# Adventures in Covariance

In [1]:
%matplotlib inline
import numpy as np
import pandas as pd
import matplotlib.pyplot as plt
import seaborn as sns
import pymc3 as pm
import statsmodels.api as smf
import arviz as az
from scipy import stats

import warnings
warnings.filterwarnings("ignore")

### Easy

#### 13E1

Add to the following model varying slopes on the predictor x. 

$$
\begin{align}
y_i &\sim Normal(\mu_i, \sigma) \\
\mu_i &= \alpha_{group[i]} + \beta x_i \\
\alpha_{group} &\sim Normal(\alpha, \sigma_{\alpha}) \\
\alpha &\sim Normal(0, 10) \\
\beta &\sim Normal(0, 1) \\
\sigma &\sim HalfCauchy(0, 2) \\
\sigma_{\alpha} &\sim HalfCauchy(0, 2) \\
\end{align}
$$

#### 13E2

Think up a context in which varying intercepts will be positively correlated with varying slopes. Provide a mechanistic explanation for the correlation.

#### 13E3

When is it possible for a varying slopes model to have fewer effective parameters (as estimated by WAIC or DIC) than the corresponding model with fixed (unpooled) slopes? Explain.

#### 13E4

Fit this multilevel model to the simulated café data: 
$$
\begin{align}
W_i &\sim Normal(\mu_i, \sigma) \\
\mu_i &= \alpha_{café[i]} + \beta_{café[i]}A_i \\
\alpha_{café} &\sim Normal(\alpha, \sigma_{\alpha}) \\
\beta_{café} &\sim Normal(\beta,\sigma_{\beta}) \\
\alpha &\sim Normal(0, 10) \\
\beta &\sim Normal(0, 10) \\
\sigma &\sim HalfCauchy(0, 1) \\
\sigma_{\alpha} &\sim HalfCauchy(0, 1) \\
\sigma_{\alpha} &\sim HalfCauchy(0, 1)
\end{align}
$$


### Medium

#### 13M1

Repeat the café robot simulation from the beginning of the chapter. This time, set `rho` to zero, so that there is no correlation between intercepts and slopes. How does the posterior distribution of the correlation reflect this change in the underlying simulation?

#### 13M2

#### 13M3

Re-estimate the varying slopes model for the UCBadmit data, now using a non-centered parameterization. Compare the efficiency of the forms of the model, using `n_eff`. Which is better? Which chain sampled faster?

#### 13M4

Use WAIC to compare the Gaussian process model of Oceanic tools to the models fit to the same data in Chapter 10. Pay special attention to the effective numbers of parameters, as estimated by WAIC.

### Hard

#### 13H1

Let’s revisit the Bangladesh fertility data, `data(bangladesh)`, from thepractice problems for Chapter 12. Fit a model with both varying intercepts by `district_id` and varying slopes of `urban` by `district_id`. You are still predicting `use.contraception`. Inspect the correlation between the intercepts and slopes. Can you interpret this correlation, in terms of what it tells you about the pattern of contraceptive use in the sample? It might help to plot the mean (or median) varying effect estimates for both the intercepts and slopes, by district. Then you can visualize the correlation and maybe more easily think through what it means to have a particular correlation. Plotting predicted proportion of women using contraception, with urban women on one axis and rural on the other, might also help.

#### 13H2

Varying effects models are useful for modeling time series, as well as spatial clustering. In a time series, the observations cluster by entities that have continuity through time, such as individuals. Since observations within individuals are likely highly correlated, the multilevel structure can help quite a lot. You’ll use the data in `data(Oxboys)`, which is 234 height measurements on 26 boys from an Oxford Boys Club (I think these were like youth athletic leagues?), at 9 different ages (centered and standardized) per boy. You’ll be interested in predicting `height`, using `age`, clustered by `Subject` (individual boy).

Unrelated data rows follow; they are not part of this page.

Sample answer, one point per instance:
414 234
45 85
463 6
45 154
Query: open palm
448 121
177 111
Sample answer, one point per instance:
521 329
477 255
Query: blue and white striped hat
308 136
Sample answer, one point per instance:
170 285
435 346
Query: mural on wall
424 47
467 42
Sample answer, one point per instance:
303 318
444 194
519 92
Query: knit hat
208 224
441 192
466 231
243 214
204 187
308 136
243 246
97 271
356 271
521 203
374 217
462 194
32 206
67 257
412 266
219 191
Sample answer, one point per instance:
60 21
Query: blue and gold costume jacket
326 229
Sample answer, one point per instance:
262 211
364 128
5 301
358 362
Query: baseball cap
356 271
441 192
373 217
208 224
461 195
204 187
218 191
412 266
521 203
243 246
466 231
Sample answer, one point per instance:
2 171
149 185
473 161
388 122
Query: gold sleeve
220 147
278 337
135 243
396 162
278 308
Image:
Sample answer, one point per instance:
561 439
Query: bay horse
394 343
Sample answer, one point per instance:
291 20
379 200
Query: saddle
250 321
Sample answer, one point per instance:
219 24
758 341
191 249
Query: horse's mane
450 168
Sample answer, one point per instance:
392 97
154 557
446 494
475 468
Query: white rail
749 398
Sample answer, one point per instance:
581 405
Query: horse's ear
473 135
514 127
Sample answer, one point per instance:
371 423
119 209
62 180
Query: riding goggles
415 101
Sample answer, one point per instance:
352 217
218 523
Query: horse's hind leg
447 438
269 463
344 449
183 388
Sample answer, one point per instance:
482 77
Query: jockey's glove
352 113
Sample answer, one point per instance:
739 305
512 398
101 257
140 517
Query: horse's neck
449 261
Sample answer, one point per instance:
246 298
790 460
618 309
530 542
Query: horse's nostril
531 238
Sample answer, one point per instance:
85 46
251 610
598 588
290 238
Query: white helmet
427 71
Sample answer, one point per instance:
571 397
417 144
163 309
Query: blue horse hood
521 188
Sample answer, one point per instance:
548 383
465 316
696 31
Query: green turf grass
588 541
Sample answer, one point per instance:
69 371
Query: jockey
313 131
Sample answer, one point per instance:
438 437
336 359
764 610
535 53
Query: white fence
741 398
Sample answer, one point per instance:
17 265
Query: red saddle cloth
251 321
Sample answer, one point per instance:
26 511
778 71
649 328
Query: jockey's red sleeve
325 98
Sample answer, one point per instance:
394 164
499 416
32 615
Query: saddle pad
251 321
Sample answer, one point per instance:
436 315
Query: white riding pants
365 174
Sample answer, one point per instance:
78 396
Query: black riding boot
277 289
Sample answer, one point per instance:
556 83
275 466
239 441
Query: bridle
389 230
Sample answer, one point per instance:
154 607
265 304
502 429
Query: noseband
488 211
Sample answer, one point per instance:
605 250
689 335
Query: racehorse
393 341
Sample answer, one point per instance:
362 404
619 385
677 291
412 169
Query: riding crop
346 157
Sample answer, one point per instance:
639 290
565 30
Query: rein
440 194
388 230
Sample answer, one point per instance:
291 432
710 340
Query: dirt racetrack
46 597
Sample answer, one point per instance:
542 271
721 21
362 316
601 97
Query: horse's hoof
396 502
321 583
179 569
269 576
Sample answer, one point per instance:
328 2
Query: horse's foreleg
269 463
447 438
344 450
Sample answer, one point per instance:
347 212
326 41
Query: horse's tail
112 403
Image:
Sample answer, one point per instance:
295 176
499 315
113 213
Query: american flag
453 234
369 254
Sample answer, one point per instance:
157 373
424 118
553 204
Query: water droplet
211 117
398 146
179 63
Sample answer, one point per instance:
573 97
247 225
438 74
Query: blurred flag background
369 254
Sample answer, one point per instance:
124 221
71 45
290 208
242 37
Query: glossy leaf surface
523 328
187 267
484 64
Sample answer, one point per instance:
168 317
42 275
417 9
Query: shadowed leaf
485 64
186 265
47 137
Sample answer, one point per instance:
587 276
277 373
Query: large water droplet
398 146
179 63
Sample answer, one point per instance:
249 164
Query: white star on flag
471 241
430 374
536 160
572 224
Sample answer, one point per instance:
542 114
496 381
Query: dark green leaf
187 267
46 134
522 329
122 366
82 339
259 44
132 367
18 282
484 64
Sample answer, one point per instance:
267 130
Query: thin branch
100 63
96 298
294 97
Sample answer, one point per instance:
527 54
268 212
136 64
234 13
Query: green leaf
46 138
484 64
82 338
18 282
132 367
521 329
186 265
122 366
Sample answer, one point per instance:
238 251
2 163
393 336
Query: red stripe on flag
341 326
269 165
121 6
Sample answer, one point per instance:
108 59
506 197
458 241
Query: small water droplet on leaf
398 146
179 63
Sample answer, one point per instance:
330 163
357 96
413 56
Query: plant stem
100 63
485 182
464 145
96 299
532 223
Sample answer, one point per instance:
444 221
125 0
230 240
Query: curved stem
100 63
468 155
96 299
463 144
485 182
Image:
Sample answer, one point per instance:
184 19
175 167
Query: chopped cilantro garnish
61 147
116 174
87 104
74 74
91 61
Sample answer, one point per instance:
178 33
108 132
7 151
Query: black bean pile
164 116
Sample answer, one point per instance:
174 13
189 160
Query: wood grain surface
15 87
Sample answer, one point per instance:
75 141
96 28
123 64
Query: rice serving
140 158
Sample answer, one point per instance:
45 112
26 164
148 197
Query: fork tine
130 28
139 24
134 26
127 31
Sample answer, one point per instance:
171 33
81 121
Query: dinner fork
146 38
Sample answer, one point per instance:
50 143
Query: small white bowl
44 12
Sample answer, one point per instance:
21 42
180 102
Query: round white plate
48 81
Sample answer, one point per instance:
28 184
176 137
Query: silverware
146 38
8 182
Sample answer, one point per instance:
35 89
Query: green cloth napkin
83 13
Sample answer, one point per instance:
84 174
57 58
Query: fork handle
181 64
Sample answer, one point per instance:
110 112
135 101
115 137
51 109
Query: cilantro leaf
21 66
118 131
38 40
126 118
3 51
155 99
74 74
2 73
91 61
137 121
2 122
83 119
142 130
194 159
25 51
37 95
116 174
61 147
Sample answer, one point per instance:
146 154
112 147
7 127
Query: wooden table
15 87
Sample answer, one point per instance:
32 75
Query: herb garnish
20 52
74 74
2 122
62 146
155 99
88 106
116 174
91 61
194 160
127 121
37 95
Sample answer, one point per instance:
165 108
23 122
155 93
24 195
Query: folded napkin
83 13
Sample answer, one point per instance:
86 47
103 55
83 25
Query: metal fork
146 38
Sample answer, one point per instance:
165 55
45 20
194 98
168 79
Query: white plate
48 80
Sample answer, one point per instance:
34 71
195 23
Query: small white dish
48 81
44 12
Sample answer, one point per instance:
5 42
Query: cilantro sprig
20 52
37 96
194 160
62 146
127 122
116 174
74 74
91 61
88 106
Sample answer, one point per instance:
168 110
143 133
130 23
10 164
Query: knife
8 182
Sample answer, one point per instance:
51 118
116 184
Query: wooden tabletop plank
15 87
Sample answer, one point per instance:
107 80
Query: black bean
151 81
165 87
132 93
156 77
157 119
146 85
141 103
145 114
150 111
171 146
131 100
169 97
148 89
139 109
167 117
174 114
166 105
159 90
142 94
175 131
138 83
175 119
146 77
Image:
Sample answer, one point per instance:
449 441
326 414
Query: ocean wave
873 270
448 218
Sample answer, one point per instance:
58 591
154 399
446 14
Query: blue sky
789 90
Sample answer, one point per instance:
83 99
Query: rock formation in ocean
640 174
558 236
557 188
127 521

Fit a model with varying intercepts and slopes (on age), clustered by Subject. Present and in- terpret the parameter estimates. Which varying effect contributes more variation to the heights, the intercept or the slope?

#### 13H3

Now consider the correlation between the varying intercepts and slopes. Can you explain its value? How would this estimated correlation influence your predictions about a new sample of boys?

#### 13H4

Use `mvrnorm` (in `library(MASS)`) or `rmvnorm` (in `library(mvtnorm)`) to simulate a new sample of boys, based upon the posterior mean values of the parameters. That is, try to simulate varying intercepts and slopes, using the relevant parameter estimates, and then plot the predicted trends of height on age, one trend for each simulated boy you produce. A sample of 10 simulated boys is plenty, to illustrate the lesson. You can ignore uncertainty in the posterior, just to make the problem a little easier. But if you want to include the uncertainty about the parameters, go for it.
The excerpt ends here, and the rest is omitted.